The C language and Standard Library evolved in an era before many of today’s commonplace text-processing or other tools existed, and where the fastest way to accomplish many tasks would be to write a quick “throwaway” C program to accomplish precisely what needed to be done. Since many tasks would require sorting, having a qsort() function available was more convenient than having to write a sorting function every time one wanted to write a quick C program that involved sorting.

It seems doubtful that a competently written qsort() function would need to expressly allocate any outside storage, since an implementation that always sub-sorts whichever partition is found to be smaller before doing the other one will never need to keep track of more than log₂N levels of pending sub-sort operations, and few execution environments would have trouble declaring a couple of automatic-duration arrays of log₂SIZE_MAX values of type size_t. Nonetheless, it would be plausible that an implementation might use a variable-length array, and the Standard expressly notes that VLA storage might leak (I know of at least one embedded implementation that uses malloc/free for VLA storage).

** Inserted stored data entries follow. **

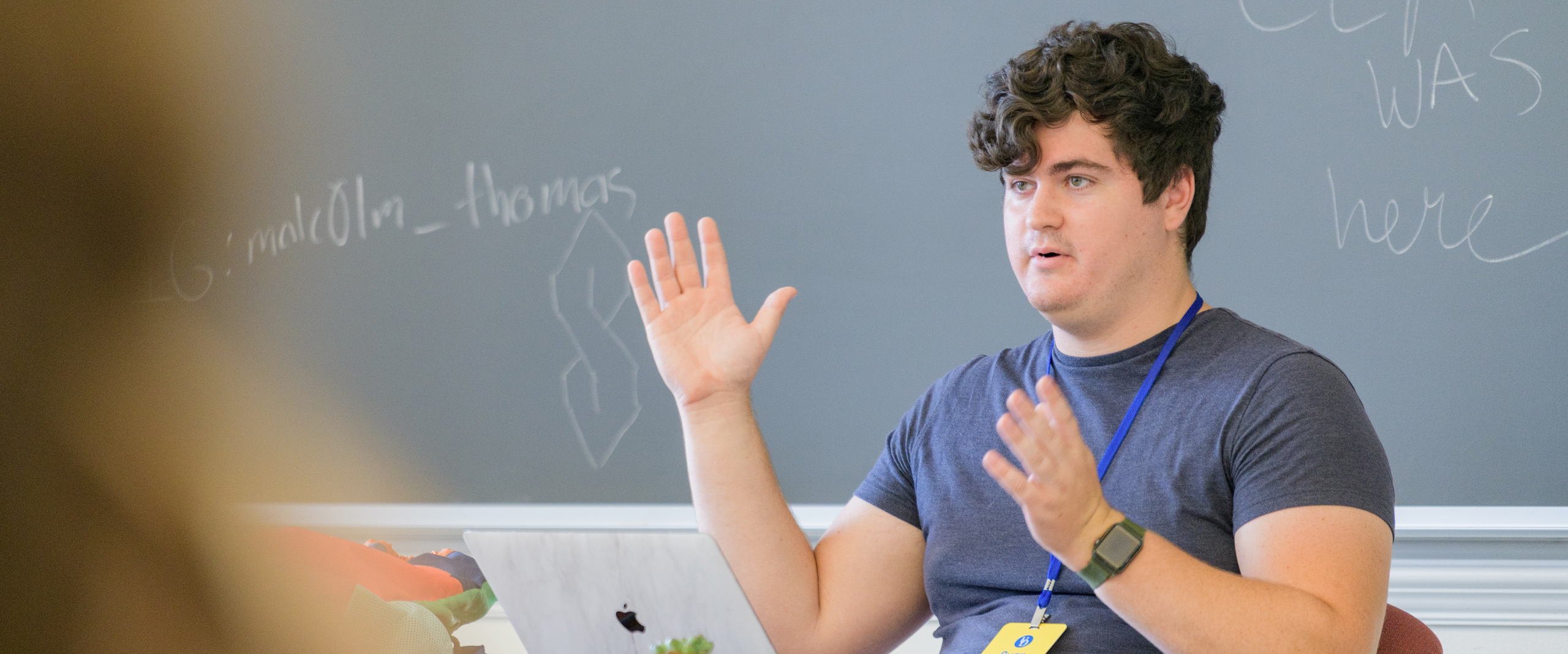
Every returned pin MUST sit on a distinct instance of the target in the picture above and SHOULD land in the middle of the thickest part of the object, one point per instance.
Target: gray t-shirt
(1241, 423)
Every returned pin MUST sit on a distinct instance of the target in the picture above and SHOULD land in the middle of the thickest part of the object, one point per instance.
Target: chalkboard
(444, 242)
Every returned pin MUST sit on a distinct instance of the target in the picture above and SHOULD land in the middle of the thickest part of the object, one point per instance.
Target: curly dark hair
(1161, 110)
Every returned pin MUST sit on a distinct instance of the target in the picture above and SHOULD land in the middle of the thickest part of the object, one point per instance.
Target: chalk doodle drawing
(603, 366)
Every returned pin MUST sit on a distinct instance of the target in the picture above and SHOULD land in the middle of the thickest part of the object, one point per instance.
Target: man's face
(1079, 236)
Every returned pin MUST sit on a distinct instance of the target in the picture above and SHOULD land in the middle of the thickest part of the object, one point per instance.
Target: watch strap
(1101, 569)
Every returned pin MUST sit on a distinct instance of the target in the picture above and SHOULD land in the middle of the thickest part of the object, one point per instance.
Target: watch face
(1118, 546)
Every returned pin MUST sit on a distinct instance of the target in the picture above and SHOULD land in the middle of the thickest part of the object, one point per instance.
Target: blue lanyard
(1121, 432)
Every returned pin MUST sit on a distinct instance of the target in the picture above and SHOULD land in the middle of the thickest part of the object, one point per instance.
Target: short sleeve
(889, 487)
(1305, 440)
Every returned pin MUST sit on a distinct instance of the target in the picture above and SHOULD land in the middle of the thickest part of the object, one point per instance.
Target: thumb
(767, 320)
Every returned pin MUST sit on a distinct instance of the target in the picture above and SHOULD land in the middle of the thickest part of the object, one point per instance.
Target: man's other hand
(1059, 487)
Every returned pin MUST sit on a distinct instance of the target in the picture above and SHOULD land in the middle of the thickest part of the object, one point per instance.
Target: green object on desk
(463, 607)
(693, 645)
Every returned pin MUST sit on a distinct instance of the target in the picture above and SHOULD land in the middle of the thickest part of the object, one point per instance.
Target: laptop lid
(576, 593)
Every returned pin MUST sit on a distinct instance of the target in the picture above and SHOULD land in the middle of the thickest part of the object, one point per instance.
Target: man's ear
(1178, 198)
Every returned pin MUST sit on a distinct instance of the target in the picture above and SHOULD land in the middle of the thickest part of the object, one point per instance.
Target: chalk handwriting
(1537, 76)
(1445, 59)
(1346, 30)
(350, 216)
(1479, 214)
(1275, 27)
(603, 364)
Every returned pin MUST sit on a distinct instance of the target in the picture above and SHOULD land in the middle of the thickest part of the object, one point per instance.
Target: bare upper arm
(871, 581)
(1338, 554)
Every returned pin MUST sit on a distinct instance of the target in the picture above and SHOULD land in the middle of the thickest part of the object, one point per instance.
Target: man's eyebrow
(1062, 167)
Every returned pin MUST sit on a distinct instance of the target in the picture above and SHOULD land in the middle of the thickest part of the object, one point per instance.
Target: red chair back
(1404, 634)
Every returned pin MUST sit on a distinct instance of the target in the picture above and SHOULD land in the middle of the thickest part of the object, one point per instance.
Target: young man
(1250, 509)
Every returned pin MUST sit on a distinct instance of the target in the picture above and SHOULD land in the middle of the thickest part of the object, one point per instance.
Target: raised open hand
(703, 345)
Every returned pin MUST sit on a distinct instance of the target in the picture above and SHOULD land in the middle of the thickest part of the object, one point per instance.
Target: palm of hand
(701, 342)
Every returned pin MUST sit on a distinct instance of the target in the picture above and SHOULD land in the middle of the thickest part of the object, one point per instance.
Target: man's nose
(1043, 212)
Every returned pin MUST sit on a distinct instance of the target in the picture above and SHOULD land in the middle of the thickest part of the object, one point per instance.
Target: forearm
(1186, 606)
(739, 502)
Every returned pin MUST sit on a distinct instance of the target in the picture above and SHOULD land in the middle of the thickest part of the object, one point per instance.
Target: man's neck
(1131, 323)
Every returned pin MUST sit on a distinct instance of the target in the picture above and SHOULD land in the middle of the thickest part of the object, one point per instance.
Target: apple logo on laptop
(628, 620)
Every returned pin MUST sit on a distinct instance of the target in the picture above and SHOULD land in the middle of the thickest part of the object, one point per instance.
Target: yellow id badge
(1020, 639)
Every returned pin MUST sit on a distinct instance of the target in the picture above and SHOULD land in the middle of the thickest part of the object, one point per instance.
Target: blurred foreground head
(129, 430)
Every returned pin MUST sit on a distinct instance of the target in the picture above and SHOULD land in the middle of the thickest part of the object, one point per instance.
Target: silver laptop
(611, 593)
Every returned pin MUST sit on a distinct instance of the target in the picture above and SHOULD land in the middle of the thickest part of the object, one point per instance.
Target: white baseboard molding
(1452, 565)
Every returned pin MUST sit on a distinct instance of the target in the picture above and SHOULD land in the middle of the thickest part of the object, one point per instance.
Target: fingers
(664, 270)
(642, 292)
(715, 269)
(687, 272)
(767, 320)
(1021, 443)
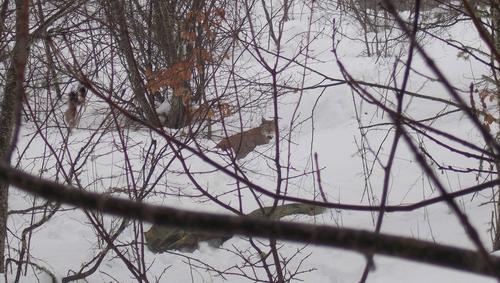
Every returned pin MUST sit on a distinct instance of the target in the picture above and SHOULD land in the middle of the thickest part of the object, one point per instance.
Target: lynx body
(75, 99)
(245, 142)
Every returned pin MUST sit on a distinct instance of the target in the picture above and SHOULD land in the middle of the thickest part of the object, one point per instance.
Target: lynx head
(267, 128)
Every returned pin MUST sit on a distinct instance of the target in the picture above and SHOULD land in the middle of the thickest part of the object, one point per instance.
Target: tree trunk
(116, 14)
(495, 25)
(10, 109)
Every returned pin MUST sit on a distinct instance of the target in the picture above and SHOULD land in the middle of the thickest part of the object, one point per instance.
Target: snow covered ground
(67, 240)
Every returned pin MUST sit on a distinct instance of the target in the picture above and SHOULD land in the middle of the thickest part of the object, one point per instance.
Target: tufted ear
(82, 90)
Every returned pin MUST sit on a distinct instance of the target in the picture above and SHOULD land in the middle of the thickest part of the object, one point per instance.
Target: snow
(67, 240)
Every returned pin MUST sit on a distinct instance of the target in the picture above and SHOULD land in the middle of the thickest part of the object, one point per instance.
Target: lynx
(75, 99)
(243, 143)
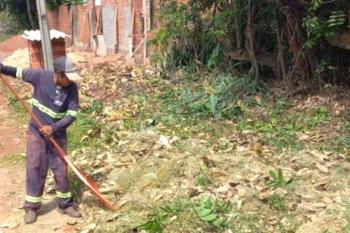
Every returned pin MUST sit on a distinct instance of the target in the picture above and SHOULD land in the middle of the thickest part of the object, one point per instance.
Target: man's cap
(66, 65)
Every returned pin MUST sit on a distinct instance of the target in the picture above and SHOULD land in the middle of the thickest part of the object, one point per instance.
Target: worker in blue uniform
(55, 102)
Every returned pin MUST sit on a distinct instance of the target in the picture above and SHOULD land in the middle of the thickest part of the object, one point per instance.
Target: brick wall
(61, 19)
(35, 52)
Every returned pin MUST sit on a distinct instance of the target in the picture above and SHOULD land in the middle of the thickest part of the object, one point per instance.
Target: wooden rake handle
(90, 184)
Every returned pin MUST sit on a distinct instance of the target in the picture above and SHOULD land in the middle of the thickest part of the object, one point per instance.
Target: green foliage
(276, 202)
(203, 180)
(156, 222)
(217, 98)
(346, 205)
(211, 212)
(320, 26)
(277, 180)
(208, 212)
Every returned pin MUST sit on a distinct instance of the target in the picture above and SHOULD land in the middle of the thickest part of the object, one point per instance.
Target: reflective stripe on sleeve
(33, 199)
(63, 195)
(19, 73)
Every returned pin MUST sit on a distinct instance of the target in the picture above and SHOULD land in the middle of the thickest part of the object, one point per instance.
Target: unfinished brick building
(123, 24)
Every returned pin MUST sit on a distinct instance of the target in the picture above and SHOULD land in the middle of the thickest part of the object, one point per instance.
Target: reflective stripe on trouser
(40, 157)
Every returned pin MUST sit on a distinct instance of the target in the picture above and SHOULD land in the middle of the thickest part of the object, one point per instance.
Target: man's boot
(30, 216)
(71, 211)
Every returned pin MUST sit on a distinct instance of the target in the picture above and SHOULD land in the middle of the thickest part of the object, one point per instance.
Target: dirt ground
(12, 191)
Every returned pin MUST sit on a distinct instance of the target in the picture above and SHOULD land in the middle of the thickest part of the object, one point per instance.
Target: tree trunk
(75, 32)
(250, 43)
(281, 60)
(29, 13)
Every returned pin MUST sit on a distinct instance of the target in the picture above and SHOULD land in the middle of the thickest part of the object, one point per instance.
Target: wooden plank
(101, 49)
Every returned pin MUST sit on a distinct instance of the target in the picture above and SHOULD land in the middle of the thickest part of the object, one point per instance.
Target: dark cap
(65, 64)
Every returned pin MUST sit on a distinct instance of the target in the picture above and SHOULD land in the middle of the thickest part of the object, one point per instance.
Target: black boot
(71, 211)
(30, 216)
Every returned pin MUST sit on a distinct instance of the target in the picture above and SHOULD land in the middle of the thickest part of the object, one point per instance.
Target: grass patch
(10, 160)
(184, 215)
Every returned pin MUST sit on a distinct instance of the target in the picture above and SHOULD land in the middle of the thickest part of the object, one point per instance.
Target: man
(55, 102)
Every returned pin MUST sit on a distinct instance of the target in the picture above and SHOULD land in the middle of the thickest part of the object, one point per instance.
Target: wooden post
(45, 34)
(147, 22)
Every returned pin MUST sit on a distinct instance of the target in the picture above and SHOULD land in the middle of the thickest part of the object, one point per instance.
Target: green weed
(12, 159)
(277, 180)
(346, 205)
(212, 213)
(276, 202)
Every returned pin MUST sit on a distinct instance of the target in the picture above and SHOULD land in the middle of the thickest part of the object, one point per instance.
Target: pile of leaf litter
(247, 178)
(167, 183)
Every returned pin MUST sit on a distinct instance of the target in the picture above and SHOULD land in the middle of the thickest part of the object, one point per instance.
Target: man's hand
(46, 130)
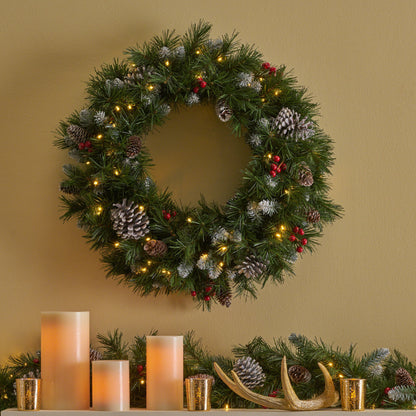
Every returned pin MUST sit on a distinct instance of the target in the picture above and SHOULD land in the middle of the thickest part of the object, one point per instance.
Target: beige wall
(356, 57)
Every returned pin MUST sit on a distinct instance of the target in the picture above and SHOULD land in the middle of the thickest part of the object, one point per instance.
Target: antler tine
(327, 398)
(238, 387)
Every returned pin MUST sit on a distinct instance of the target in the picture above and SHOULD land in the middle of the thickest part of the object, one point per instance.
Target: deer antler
(291, 401)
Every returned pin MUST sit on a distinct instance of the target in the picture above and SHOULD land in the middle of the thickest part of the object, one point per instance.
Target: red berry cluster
(85, 146)
(201, 84)
(272, 70)
(276, 168)
(300, 242)
(167, 215)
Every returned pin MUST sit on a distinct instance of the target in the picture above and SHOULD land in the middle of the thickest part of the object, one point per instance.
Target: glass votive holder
(28, 393)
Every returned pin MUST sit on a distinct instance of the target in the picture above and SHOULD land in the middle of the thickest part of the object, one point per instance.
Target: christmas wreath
(148, 240)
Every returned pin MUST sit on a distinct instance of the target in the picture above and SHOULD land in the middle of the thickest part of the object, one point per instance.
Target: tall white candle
(164, 373)
(65, 364)
(110, 385)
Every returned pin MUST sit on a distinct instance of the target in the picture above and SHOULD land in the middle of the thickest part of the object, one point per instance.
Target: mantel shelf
(213, 412)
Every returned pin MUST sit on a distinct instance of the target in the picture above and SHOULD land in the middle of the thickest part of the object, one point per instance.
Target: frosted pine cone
(251, 268)
(305, 177)
(192, 99)
(155, 248)
(137, 74)
(223, 111)
(289, 124)
(249, 372)
(403, 378)
(99, 118)
(313, 216)
(299, 374)
(85, 117)
(134, 145)
(76, 133)
(129, 220)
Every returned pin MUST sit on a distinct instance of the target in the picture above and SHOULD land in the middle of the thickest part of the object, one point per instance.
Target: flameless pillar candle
(164, 373)
(65, 364)
(110, 385)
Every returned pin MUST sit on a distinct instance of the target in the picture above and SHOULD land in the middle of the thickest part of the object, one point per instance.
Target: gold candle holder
(353, 394)
(198, 393)
(28, 391)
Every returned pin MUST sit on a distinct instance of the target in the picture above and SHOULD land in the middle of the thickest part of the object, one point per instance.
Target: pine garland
(130, 98)
(299, 350)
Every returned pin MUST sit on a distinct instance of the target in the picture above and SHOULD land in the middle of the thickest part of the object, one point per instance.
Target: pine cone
(403, 378)
(305, 177)
(95, 355)
(137, 74)
(289, 124)
(155, 248)
(134, 145)
(285, 122)
(223, 111)
(69, 189)
(224, 295)
(129, 221)
(204, 376)
(249, 372)
(299, 374)
(313, 216)
(251, 267)
(76, 133)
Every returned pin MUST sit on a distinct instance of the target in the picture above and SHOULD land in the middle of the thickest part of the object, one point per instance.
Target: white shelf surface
(212, 412)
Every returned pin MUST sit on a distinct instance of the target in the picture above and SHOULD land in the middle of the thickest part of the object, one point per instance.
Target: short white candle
(164, 373)
(110, 385)
(65, 364)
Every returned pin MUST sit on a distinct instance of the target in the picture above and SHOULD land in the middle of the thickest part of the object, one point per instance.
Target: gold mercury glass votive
(353, 393)
(28, 391)
(198, 393)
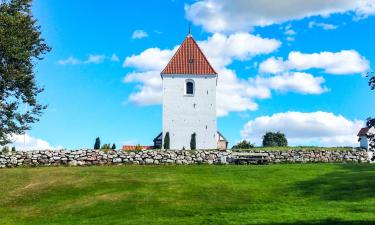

I would thus recommend that any program that might need to longjmp out of a quick sort operation include its own version of quick sort rather than using the library version. Indeed, I’d probably recommend that programs implement their own sorting functions in any case. In cases where e.g. one will want to sort a bunch of pointers to some kind of structure, an implementation of qsort which uses pointer assignments rather than memcpy will likely be faster than one which is completely agnostic with regard to what is being stored, and one won’t have to guess whether an implementation might use variable length arrays or other external storage.